End-of-Summer Fish Tacos with Peach Salsa

Charleston weather seems to be unsure of itself lately; Summer or Fall?  We got a tease of some cooler, Fall weather last week but temperatures managed to rapidly climb back into the upper 80s this weekend and humidity returned in its full force.  Nonetheless, its the last week of September and October officially means Fall: pumpkin, cabbage, sweet potatoes, and kale!

As an ode to the “end” of Summer I decided to make one of the last batches of fresh peach salsa last week.  While I do love a tangy mango salsa, peaches are native to the Carolinas (and Texas) and as a self-proclaimed rule I choose LOCAL.

Cooking is truly therapeutic in my life.  There is nothing more peaceful than entering the silence of my kitchen after a long day.  I rarely allow music to infiltrate the kitchen.  For the first time all day I like to separate myself from outside noises, the constant tampering of keys at my computer or on my cell phone, and just be.  I gathered my ingredients from my fridge and smiled at the colorful array of produce sitting on my cutting board.  It is in these small moments that I remember why I love to cook.

Huge thanks to Lance for changing over my website from blogger to wordpress.  I cannot thank him enough for the time and energy put into transforming and improving Nat’s Knack.  Check out his work at http://lancelotlife.tumblr.com/.

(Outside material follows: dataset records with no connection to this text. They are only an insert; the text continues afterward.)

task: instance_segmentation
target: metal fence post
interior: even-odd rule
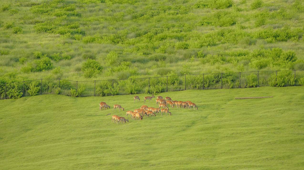
[[[167,76],[167,92],[168,92],[168,76]]]
[[[59,83],[58,83],[58,87],[60,88],[60,79],[59,79]],[[58,94],[60,94],[60,91],[61,90],[59,90],[59,93],[58,93]]]
[[[295,78],[293,80],[295,81],[294,86],[295,86]]]
[[[239,83],[239,88],[241,88],[241,72],[240,72],[240,82]]]
[[[22,90],[22,96],[24,96],[24,81],[23,81],[23,88]]]
[[[42,94],[42,79],[41,79],[41,84],[40,84],[40,94]]]
[[[257,87],[259,87],[259,71],[257,71]]]
[[[205,85],[204,85],[204,74],[203,74],[203,90],[204,90],[204,86],[205,86]]]
[[[185,90],[186,90],[186,74],[185,74]]]
[[[221,88],[223,88],[223,73],[221,73],[221,83],[222,84]]]
[[[6,83],[5,83],[5,95],[4,99],[6,99]]]

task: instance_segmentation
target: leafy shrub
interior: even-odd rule
[[[255,87],[257,85],[257,76],[254,74],[251,74],[247,77],[246,87]]]
[[[299,83],[301,86],[304,86],[304,77],[302,77],[299,80]]]
[[[40,90],[39,87],[39,83],[37,81],[32,81],[29,84],[29,87],[27,91],[31,96],[35,96],[38,94],[38,92]]]
[[[86,77],[92,77],[100,72],[103,69],[100,63],[94,60],[88,58],[84,63],[81,70]]]
[[[85,90],[85,87],[83,85],[81,84],[79,86],[77,91],[75,89],[71,88],[71,96],[75,97],[81,96]]]
[[[262,7],[263,5],[263,2],[262,0],[255,0],[251,4],[251,8],[255,9]]]
[[[52,62],[47,57],[43,57],[40,60],[35,60],[34,62],[36,64],[35,71],[41,71],[52,69]]]
[[[13,32],[14,34],[22,34],[22,28],[19,27],[15,27],[13,28]]]

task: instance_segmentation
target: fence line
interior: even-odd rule
[[[74,96],[104,96],[155,93],[187,89],[300,85],[304,85],[304,70],[259,70],[81,81],[60,78],[40,79],[0,84],[0,99],[48,94]]]

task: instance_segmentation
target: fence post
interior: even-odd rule
[[[24,81],[23,81],[23,88],[22,90],[22,96],[24,96]]]
[[[58,83],[58,87],[59,88],[60,88],[60,79],[59,79],[59,83]],[[61,90],[59,90],[59,93],[58,93],[58,94],[60,94],[60,91]]]
[[[295,86],[295,78],[293,80],[295,81],[294,86]]]
[[[167,92],[168,92],[168,76],[167,76]]]
[[[204,86],[205,86],[205,85],[204,85],[204,74],[203,74],[203,90],[204,90]]]
[[[6,99],[6,83],[5,83],[5,95],[4,99]]]
[[[149,77],[149,85],[148,89],[148,93],[150,93],[150,77]]]
[[[239,83],[239,88],[241,88],[241,72],[240,72],[240,83]]]
[[[259,71],[257,71],[257,87],[259,87]]]
[[[185,74],[185,90],[186,90],[186,74]]]
[[[221,73],[221,83],[222,84],[221,86],[221,88],[223,88],[223,73]]]
[[[42,79],[41,79],[41,84],[40,84],[40,94],[42,94]]]

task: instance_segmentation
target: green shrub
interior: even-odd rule
[[[304,86],[304,77],[301,77],[299,80],[299,83],[301,86]]]
[[[52,62],[47,57],[43,57],[40,60],[35,60],[34,62],[36,64],[35,68],[36,71],[41,71],[52,69]]]
[[[19,27],[15,27],[13,28],[13,32],[14,34],[22,34],[22,28]]]
[[[31,96],[35,96],[38,94],[38,92],[40,90],[39,86],[39,83],[37,81],[32,81],[29,84],[29,87],[27,91]]]
[[[262,7],[263,5],[263,2],[262,0],[255,0],[251,4],[251,8],[255,9]]]
[[[246,87],[255,87],[257,85],[257,76],[254,74],[251,74],[247,77]]]
[[[82,64],[81,70],[85,77],[90,78],[100,73],[103,69],[100,63],[95,60],[88,58]]]

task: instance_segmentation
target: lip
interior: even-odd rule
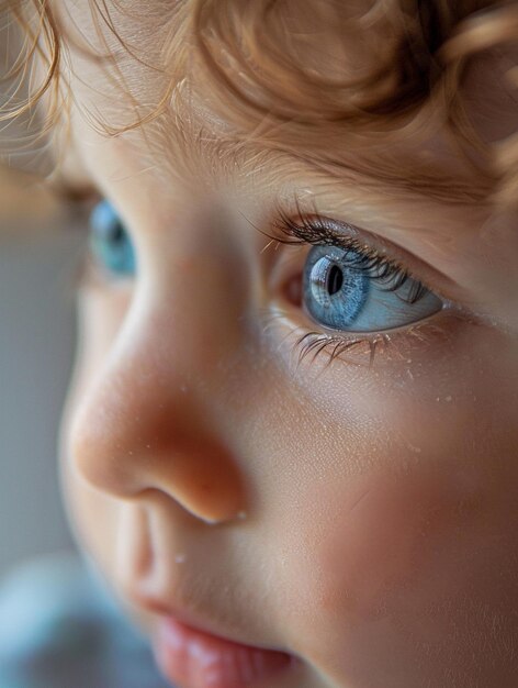
[[[153,640],[164,676],[181,688],[259,688],[286,672],[286,653],[235,643],[165,617]]]
[[[290,653],[250,645],[185,609],[155,597],[133,597],[140,609],[157,615],[151,632],[156,662],[178,688],[259,688],[296,663]]]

Grilled Fish Tacos with Peach Salsa
Serves: 4 (2 tacos/person)


1 peach, diced

1 avocado, diced

1 medium-sized tomato, diced

1 jalapeño, seeded and minced

Juice of 1 lime

¼ cup cilantro, chopped

¼ cup red onion, finely chopped

4 fish fillets (I use tilapia)

Salt and pepper

Corn or flour tortillas (8-10)

Sour cream (optional)

Hot sauce (optional)



Peach Salsa

Combine the first seven ingredients, adding salt and pepper to taste. Set aside to marinate or place in the fridge for later use.

Grilled Fish

Rinse the fillets and blot dry with paper towels.  Heat a large grill pan or skillet over medium heat and lightly grease with olive oil or butter.  Lightly salt and pepper both sides of the fish and grill for 3 minutes per side or until the meat is white and flaky.  Remove from the pan and let cool.  Meanwhile, place corn or white tortillas in a preheated oven (350 F) for 3-4 minutes, just to warm.  Prepare the tacos by filling each tortilla with ½ a fish fillet, salsa, and sour cream on top.  Enjoy!